In some cases, all it takes is a major blow to the side of the head.
When somebody falls into a coma, they lose all motor functions. Brain activity slows significantly. In most cases, no external stimuli, like light or movement, can wake them up. It's notoriously difficult to determine their future state — will they ever wake up again?
Chinese neurologists at the Academy of Sciences and the PLA General Hospital in Beijing are working hard to develop a tool that can help doctors assess exactly that. But they've got a technological advantage generations of doctors before them didn't: machine learning. Algorithms like this one are part of a growing arsenal of data-driven tools that can help emotional family members and doctors make difficult decisions about a patient's treatment, or help determine when it's time to say goodbye.
The researchers fed fMRI (functional magnetic resonance imaging) data from thousands of coma patients into a machine learning algorithm. That helped them understand how likely a particular patient would be to recover.
As it turns out, the results are very promising: “We have successfully predicted a number of patients who regained consciousness after being initially determined to have no hope of recovery,” the researchers told the South China Morning Post.
The algorithm was 90 percent accurate, the researchers found. And they have already used the technique on more than 300 hundred patients from all over China. They hope the same technology could help more of the estimated 50,000 "patients with chronic disturbance of consciousness" in China.
The stakes may seem high, but coma patients may in fact be the ideal application for this kind of machine learning technology, says Pascal Kaufmann, neuroscientist and founder of Starmind, a Switzerland-based company working to develop artificial intelligence to help employees at big companies communicate with one another. In fact, machines are way better at analyzing this kind of complex biological data than humans are. "These machines are doing nothing other than what the human beings are doing. They are looking at the same data sets — they do exactly the same. However, they do it a million times faster and more reliably."
The researchers in Beijing are not suggesting that machines should have the final word on deciding whether coma patients live or die. “When we informed the family of the AI score, we always told them it should only [affect] 20 to 50 percent in their decision,” Yang Yi, a doctor in the neurosurgery department at PLA General Hospital and researcher on the project tells the SCMP.
Kaufmann agrees — a computer system's assessment should only matter if it determines that a coma patient shows promise after human doctors deemed it a lost cause — not the other way round. "When the human doctor says the patient will never wake up again, that would be a horrible scenario.

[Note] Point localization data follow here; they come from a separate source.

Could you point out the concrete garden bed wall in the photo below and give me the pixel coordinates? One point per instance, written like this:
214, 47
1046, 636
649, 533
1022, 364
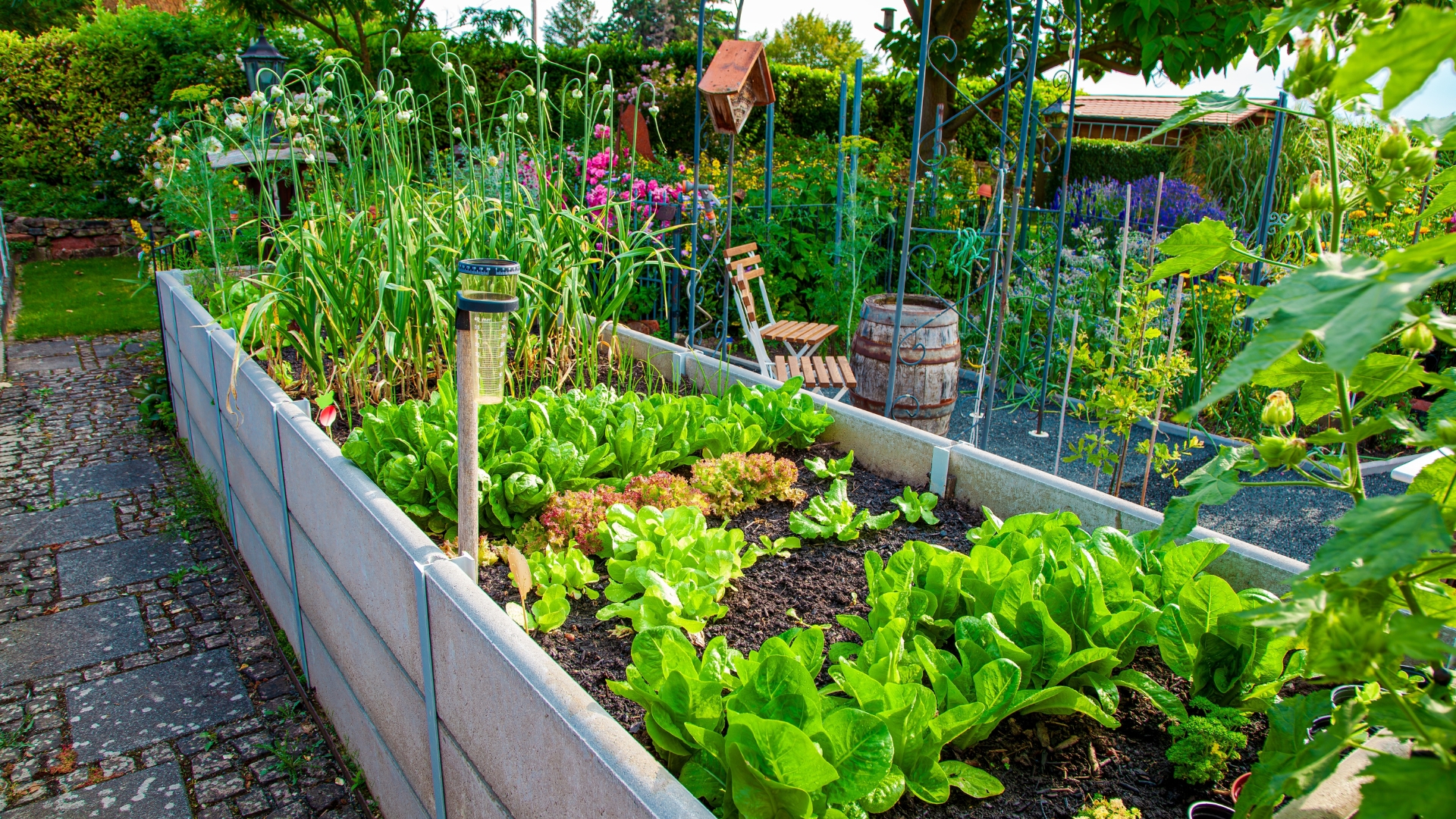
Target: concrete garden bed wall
446, 704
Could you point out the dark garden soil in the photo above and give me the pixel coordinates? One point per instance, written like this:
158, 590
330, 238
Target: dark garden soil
1047, 764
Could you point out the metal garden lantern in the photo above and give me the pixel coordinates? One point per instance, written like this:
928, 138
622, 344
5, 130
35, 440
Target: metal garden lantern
482, 325
262, 64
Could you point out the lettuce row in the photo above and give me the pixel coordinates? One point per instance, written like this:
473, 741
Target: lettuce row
533, 447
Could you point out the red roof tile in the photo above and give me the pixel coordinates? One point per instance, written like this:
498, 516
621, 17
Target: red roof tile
1126, 108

That you actually let a patient die because of machine input — that should not be possible," Kaufmann says. "I think you should only pay attention to the results if somebody can tell you there is hope."

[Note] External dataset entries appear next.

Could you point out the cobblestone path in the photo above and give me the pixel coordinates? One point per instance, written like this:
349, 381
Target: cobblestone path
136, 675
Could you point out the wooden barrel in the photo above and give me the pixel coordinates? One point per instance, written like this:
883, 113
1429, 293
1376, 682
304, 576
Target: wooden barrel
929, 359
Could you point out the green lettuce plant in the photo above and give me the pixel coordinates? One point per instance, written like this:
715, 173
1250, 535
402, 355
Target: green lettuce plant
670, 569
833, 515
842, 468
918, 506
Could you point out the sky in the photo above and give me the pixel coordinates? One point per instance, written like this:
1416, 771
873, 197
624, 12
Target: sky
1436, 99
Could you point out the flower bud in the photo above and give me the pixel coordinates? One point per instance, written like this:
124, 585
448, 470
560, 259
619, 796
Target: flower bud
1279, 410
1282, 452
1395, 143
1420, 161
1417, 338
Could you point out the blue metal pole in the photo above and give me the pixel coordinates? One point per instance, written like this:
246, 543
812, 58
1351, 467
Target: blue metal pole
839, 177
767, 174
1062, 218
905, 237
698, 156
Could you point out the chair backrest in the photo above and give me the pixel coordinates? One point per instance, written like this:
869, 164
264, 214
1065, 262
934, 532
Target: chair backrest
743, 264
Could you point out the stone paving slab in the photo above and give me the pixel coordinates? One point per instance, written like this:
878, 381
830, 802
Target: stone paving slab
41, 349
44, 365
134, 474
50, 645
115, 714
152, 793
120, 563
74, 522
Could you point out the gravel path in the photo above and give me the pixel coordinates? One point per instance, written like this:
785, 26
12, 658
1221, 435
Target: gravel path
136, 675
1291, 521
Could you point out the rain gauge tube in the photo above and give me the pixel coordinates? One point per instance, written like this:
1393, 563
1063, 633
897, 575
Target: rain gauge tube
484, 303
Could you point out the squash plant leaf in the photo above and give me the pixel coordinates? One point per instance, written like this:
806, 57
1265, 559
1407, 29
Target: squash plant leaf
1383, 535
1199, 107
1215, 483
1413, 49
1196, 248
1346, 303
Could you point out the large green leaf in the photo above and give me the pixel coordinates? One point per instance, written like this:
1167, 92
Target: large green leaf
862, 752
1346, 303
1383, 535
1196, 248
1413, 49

"I think you should only pay attention to the results if somebody can tell you there is hope."
In fact, now that we have technology that could help better predict whether coma patients will wake up, Kaufmann says it could be dangerous to allow human doctors to sift through the data alone. It's like self-driving cars — human drivers are far more prone to accidents than their autonomous counterparts. "It might be dangerous to leave the judgment of whether a person will wake up or not to the doctor because the error rate is much higher in human doctors than in machines," Kaufmann says.
For now, though, this algorithm is only being used for coma patients. And that's probably a good thing. Machines are actually better than doctors at evaluating the condition of a patient, says Kaufmann. But they don't have the soft skills patients like to see from their doctors. "The problem is, when it comes to human interaction [with patients that are not in a coma], then of course the human doctors are much superior to machines, because you can evaluate behavior, smell, how they talk etc. — there are many factors that the machines are not good with coping with."
Allowing a computer to influence the decision over a patient's life or death feels like an episode of Black Mirror, but it might actually be a good thing. It's quite likely machine learning algorithms will make their way into many more areas of healthcare — they might analyze crowdsourced medical data through high-tech wearables, or help a robotic surgeon operate on patients with little human input. With more data, they are bound to get even more accurate.
But a future where machines alone make that decision to pull the plug on a coma patient? We probably won't be there for a while.